Language Models that Run Themselves Accelerate the Advent of AGI

IBL News | New York

Language models that speed up and automate tasks with text or code, also called “autonomous AI,” “self-prompting,” or “auto-prompting” have become the latest trend in generative AI.

These models develop and execute prompts that can lead to new prompts, becoming truly powerful.

OpenAI developer Andrej Karpathy said, “Stringing them together in loops creates agents that can perceive, think, and act, their goals defined in English in prompts.”

At the moment, the most popular self-prompting example is the experimental open-source application “Auto-GPT”.

According to its coding team, this Python application is designed to independently develop and manage business ideas and generate income.

The program plans step-by-step, justifies decisions, and develops plans, which it documents.

The system integrates GPT-4 for text generation, accesses the Internet for data retrieval, stores data, and generates speech via the Elevenlabs API. It’s even capable of self-improvement and bug-fixing by generating Python scripts via GPT-4.

Projects like Baby-AGI or Jarvis (HuggingGPT) work with the same idea as Auto-GPT by automating complex tasks autonomously.
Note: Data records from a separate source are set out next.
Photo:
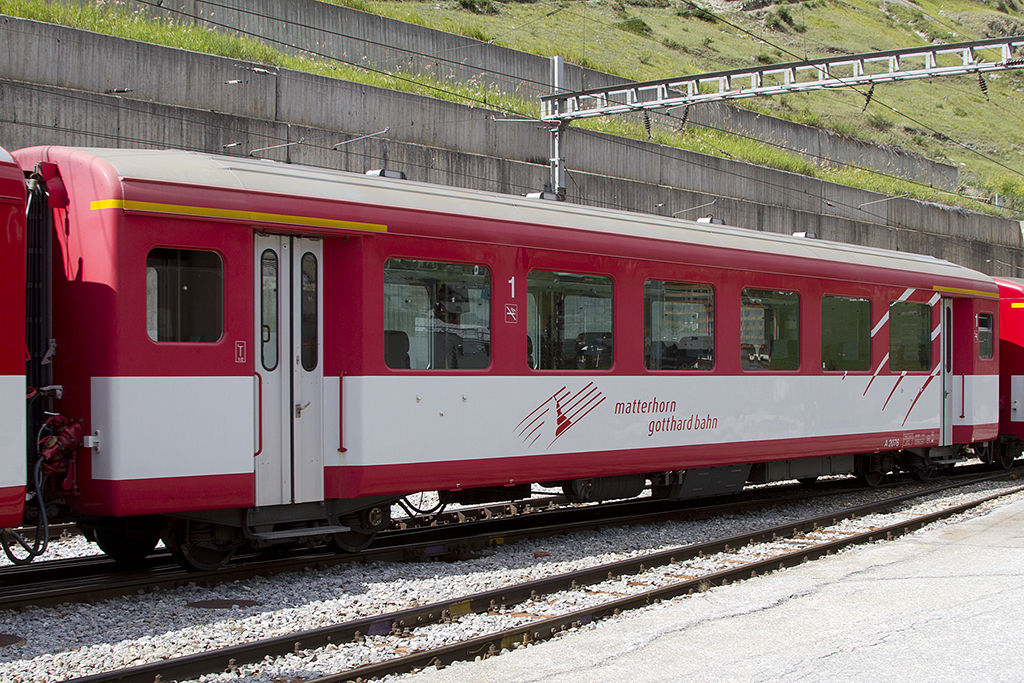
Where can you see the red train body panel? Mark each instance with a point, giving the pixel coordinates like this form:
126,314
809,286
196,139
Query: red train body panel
1011,357
240,337
12,428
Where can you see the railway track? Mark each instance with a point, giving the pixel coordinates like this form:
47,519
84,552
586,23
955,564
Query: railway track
450,536
601,591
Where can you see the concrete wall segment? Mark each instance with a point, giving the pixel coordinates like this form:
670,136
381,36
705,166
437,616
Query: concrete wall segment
433,140
391,45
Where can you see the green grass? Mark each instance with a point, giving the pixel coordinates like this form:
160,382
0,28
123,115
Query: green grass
942,119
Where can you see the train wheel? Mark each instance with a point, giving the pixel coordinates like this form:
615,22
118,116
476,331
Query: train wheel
872,477
870,470
1005,455
364,527
352,542
124,547
926,473
200,546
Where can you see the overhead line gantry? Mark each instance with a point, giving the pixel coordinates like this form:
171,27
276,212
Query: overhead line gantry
560,108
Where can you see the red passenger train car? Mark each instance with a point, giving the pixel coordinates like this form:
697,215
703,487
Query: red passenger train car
1011,339
258,352
12,386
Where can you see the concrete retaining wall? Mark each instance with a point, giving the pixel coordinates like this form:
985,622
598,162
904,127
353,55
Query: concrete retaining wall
51,91
390,45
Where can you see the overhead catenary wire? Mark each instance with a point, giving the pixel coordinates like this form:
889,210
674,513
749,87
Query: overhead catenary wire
453,93
780,146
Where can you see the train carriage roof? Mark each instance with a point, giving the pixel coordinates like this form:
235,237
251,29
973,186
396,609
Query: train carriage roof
11,178
265,176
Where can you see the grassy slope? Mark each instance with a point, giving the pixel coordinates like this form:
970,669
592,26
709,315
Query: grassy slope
949,119
943,119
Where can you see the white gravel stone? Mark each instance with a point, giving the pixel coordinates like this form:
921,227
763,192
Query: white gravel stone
77,640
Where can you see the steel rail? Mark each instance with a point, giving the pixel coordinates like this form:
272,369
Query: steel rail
228,658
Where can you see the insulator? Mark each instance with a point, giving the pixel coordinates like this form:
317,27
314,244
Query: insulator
686,115
870,93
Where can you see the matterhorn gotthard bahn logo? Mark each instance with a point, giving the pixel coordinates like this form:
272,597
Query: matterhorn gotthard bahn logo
559,413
The team behind HuggingGPT explained, “By leveraging the strong language capability of ChatGPT and abundant AI models in Hugging Face, HuggingGPT is able to cover numerous sophisticated AI tasks in different modalities and domains and achieve impressive results in language, vision, speech, and other challenging tasks, which paves a new way towards advanced artificial intelligence.”

Experts agree that GPT-4 is going a little AGI (Artificial General Intelligence) with autonomous AI. “Models that apply self-improvement of language models could get rapidly more powerful as we approach the possibility of real-life AGIs, experts say.